Chase narrowed his eyes at Dare. “Yeah, and I hope she’s happily married with a bunch of kids. It would serve you right for letting the best thing that ever happen to you get away.”

Dare raised his eyes to the ceiling, wondering if there was such a thing as family loyalty when it came to Shelly Brockman. He decided to sit back down when a new card game began. “She isn’t happily married with a bunch of kids, Chase, but she does have a son. He’s ten.”
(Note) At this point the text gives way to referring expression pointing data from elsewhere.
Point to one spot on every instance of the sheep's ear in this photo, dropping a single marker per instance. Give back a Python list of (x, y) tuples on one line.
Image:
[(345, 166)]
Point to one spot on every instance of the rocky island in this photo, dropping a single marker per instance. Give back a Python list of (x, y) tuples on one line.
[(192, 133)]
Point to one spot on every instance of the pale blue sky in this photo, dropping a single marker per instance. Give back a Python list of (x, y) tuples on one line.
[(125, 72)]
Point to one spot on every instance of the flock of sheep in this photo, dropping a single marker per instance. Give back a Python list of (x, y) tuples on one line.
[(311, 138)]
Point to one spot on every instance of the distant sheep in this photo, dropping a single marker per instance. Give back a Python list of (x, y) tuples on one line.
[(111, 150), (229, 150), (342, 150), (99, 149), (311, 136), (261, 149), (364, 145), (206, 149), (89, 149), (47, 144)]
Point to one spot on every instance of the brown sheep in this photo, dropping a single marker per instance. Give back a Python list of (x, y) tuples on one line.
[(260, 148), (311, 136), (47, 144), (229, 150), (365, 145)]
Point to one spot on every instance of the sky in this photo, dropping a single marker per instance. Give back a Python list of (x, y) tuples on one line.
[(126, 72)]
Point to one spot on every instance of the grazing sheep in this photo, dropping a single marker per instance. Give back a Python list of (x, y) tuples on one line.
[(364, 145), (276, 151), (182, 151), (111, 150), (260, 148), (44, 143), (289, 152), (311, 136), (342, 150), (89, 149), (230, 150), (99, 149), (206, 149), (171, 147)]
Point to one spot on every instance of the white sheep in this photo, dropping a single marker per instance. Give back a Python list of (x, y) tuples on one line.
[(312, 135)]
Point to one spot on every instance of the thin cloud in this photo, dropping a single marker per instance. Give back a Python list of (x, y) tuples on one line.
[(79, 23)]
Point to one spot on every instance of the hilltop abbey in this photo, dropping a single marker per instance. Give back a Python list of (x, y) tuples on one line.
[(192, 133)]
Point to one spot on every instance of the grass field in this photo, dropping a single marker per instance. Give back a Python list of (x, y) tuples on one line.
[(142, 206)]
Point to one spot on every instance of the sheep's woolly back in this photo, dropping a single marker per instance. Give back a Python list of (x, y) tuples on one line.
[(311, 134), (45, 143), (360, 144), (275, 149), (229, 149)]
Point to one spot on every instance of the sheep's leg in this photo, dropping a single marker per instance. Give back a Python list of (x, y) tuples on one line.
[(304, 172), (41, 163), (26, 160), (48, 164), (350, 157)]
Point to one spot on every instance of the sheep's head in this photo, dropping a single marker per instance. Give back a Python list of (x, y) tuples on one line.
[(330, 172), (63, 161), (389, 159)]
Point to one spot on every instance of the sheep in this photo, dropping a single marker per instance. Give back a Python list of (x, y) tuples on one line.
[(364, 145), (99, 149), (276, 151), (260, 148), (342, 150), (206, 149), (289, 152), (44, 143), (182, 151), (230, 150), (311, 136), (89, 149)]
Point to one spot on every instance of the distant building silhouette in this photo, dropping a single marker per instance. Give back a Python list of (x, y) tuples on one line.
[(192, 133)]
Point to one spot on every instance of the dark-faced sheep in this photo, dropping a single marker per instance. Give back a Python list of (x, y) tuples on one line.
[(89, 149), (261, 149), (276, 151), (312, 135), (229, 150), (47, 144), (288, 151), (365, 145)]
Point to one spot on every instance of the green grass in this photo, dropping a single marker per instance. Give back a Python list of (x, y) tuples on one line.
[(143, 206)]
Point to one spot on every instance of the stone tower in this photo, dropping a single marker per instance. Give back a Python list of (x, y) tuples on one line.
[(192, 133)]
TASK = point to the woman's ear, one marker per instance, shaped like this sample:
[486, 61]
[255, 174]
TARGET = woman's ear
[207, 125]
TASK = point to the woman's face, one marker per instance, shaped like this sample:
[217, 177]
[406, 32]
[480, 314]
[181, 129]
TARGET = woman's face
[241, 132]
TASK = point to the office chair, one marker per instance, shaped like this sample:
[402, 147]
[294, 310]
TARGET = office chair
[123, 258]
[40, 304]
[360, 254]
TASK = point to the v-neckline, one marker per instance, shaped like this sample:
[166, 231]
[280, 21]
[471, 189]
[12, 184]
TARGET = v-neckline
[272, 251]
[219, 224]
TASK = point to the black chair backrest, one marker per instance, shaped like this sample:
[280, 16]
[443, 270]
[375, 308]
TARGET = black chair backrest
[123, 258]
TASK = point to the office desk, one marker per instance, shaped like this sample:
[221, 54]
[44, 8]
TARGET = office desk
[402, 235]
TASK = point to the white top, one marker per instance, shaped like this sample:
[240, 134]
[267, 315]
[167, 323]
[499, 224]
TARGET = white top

Stone smiled happily. “Good for her. I bet it ate up your guts to know she got involved with someone else and had his baby after she left here.”

Dare leaned back in his chair. “Yeah, I went through some pretty hard stomach pains until I found out the truth.”

Storm raised a brow. “The truth about what?”

Dare smirked at each one of his brothers before answering. “Shelly’s son is mine.”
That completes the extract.